Problem Solving

Three dwarves and three elves sit down in a row of six chairs. If no dwarf will sit next to another dwarf and no elf will sit next to another elf, in how many different ways can the elves and dwarves sit?


I've tried two methods and get two different answers.
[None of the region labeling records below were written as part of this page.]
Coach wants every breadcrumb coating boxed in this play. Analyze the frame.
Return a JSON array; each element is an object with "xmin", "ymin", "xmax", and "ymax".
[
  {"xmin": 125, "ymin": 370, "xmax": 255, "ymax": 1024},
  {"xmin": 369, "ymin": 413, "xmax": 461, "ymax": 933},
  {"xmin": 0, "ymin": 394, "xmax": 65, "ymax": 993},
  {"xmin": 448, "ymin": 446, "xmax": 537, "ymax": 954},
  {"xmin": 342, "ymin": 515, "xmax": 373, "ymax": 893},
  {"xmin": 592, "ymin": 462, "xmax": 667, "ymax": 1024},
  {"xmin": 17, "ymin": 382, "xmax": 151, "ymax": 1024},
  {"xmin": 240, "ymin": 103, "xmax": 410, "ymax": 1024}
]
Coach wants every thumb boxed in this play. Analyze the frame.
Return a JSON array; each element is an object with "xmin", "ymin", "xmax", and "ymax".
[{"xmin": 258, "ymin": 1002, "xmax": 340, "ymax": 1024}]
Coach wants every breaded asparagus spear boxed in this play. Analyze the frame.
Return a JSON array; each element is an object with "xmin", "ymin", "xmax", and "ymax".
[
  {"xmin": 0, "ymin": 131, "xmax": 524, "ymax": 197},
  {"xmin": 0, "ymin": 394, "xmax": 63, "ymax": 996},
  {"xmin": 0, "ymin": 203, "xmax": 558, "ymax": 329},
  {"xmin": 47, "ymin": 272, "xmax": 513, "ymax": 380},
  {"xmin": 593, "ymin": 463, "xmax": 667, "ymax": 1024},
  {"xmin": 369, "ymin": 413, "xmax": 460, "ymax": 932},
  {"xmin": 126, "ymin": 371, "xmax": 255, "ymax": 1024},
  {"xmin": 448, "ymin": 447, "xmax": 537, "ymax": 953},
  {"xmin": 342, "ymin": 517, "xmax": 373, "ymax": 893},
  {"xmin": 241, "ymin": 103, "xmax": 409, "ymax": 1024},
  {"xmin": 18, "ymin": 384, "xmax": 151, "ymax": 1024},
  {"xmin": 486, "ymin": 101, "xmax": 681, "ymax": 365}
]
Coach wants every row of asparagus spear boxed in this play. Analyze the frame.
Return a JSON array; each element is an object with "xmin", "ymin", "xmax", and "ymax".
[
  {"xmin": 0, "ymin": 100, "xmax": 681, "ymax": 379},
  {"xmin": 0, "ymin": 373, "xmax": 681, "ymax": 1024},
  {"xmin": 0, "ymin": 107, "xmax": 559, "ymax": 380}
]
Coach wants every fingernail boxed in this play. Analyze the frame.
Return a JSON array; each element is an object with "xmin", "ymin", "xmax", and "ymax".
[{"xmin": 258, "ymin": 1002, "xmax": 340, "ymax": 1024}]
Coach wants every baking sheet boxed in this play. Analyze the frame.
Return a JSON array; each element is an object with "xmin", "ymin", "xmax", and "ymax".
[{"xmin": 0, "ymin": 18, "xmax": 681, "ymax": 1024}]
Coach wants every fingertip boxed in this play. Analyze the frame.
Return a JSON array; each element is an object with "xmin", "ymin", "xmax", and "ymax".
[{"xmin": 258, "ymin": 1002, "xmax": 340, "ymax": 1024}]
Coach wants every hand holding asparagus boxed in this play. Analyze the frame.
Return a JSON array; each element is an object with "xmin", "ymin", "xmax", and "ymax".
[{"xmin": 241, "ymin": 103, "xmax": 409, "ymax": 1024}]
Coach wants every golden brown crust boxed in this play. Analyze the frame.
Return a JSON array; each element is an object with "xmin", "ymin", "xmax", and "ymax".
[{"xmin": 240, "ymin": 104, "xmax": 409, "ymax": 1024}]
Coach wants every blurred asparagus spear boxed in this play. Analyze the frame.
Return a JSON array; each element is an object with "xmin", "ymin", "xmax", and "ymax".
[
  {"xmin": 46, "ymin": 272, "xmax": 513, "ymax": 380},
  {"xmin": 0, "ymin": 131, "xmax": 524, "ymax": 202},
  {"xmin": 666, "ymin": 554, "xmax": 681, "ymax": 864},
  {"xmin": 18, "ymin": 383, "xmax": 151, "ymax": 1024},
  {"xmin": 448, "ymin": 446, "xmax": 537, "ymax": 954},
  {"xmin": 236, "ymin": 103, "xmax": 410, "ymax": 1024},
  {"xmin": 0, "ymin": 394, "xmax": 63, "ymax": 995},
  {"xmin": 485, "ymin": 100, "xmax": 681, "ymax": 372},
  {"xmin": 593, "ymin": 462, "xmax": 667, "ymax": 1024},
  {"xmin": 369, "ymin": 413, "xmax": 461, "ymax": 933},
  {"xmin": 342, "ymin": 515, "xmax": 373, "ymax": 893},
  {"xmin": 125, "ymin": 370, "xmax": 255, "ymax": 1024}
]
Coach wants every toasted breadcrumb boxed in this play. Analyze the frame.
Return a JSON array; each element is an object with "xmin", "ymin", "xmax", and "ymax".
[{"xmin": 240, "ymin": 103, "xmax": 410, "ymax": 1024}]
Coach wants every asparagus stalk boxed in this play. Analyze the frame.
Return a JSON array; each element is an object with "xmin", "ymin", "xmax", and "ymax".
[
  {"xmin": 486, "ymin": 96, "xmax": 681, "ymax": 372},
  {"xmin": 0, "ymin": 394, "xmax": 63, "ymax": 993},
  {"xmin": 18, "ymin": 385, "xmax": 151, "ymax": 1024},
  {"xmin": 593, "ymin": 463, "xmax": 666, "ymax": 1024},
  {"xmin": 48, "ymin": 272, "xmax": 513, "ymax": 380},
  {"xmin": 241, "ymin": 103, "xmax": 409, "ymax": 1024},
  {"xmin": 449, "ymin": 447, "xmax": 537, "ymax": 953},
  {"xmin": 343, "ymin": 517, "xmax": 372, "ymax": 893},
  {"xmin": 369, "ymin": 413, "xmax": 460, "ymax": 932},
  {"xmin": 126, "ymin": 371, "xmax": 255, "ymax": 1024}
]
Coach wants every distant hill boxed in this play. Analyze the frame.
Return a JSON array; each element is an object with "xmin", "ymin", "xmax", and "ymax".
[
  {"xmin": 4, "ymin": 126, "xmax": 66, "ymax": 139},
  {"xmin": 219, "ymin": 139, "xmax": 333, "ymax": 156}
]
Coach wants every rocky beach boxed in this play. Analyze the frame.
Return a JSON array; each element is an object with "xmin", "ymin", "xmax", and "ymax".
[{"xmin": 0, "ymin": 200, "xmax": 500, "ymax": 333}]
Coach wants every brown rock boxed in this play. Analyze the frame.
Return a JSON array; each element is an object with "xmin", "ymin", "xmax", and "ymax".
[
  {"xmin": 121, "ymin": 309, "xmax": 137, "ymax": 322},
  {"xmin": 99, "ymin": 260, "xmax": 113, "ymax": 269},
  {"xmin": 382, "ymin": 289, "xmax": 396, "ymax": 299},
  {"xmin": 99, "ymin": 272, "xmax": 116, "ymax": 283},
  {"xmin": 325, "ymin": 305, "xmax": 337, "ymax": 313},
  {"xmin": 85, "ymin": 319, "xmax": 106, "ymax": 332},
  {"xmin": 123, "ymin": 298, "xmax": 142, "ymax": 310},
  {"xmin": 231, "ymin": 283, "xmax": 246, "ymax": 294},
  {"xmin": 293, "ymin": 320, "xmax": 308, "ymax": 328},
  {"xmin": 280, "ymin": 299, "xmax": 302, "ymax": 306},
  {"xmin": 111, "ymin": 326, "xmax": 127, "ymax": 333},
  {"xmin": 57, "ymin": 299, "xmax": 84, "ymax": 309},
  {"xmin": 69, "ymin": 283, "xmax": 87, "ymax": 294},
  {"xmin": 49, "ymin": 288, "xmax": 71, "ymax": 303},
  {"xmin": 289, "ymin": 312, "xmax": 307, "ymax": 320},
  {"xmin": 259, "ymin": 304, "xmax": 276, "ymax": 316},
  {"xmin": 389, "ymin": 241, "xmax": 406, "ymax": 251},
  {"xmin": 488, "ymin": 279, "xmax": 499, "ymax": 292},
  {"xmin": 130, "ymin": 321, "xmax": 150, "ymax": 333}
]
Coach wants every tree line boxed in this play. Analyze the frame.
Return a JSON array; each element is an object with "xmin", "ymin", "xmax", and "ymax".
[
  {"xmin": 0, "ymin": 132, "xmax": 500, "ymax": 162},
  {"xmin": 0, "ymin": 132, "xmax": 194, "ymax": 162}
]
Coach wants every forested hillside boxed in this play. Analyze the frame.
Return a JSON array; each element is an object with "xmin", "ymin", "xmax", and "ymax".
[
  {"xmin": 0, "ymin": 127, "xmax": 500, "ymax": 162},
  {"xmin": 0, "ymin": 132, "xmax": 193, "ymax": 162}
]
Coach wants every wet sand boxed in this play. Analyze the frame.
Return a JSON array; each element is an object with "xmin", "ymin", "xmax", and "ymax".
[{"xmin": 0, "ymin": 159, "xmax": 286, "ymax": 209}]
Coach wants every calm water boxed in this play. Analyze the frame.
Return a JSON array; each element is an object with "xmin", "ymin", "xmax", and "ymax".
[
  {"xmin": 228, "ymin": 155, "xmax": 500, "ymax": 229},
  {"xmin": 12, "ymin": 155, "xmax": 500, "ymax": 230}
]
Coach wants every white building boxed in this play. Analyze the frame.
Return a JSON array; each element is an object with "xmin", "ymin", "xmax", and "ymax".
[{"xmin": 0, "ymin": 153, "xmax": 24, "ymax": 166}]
Someone please explain what I'm doing wrong in method #2. Both methods should give the same answer.

METHOD #1:

Seat-by-Seat method:

6 (# of options available, we'll start w/dwarf) * 3 (# of remaining elves) *2 (# of remaining dwarves) *2 (# of remaining elves) *1 (# of remaining dwarves) * 1 (# of remaining elves) = 72

METHOD #@

Enumeration

The elves can be arranged in any of the following manner:

E1D1, D1E1
E1D2, D1E2
E1D3, D1E3
E2D1, D2E1
E2D2, D2E2
E2D3, D2E3
E3D1, D3E1
E3D2, D3E2
E3D3, D3E3

So, we have 18 unique ways the Elves and Dwarves can be paired. In addition there are 3 positions that each of these paired sets can sit in (i.e seats 1&2, 3&4, 5&6). Thus, the answer should be 18 pairs * 3 different arrangements for each pair. That gives me 54. Why am I coming up with the wrong answer using this method?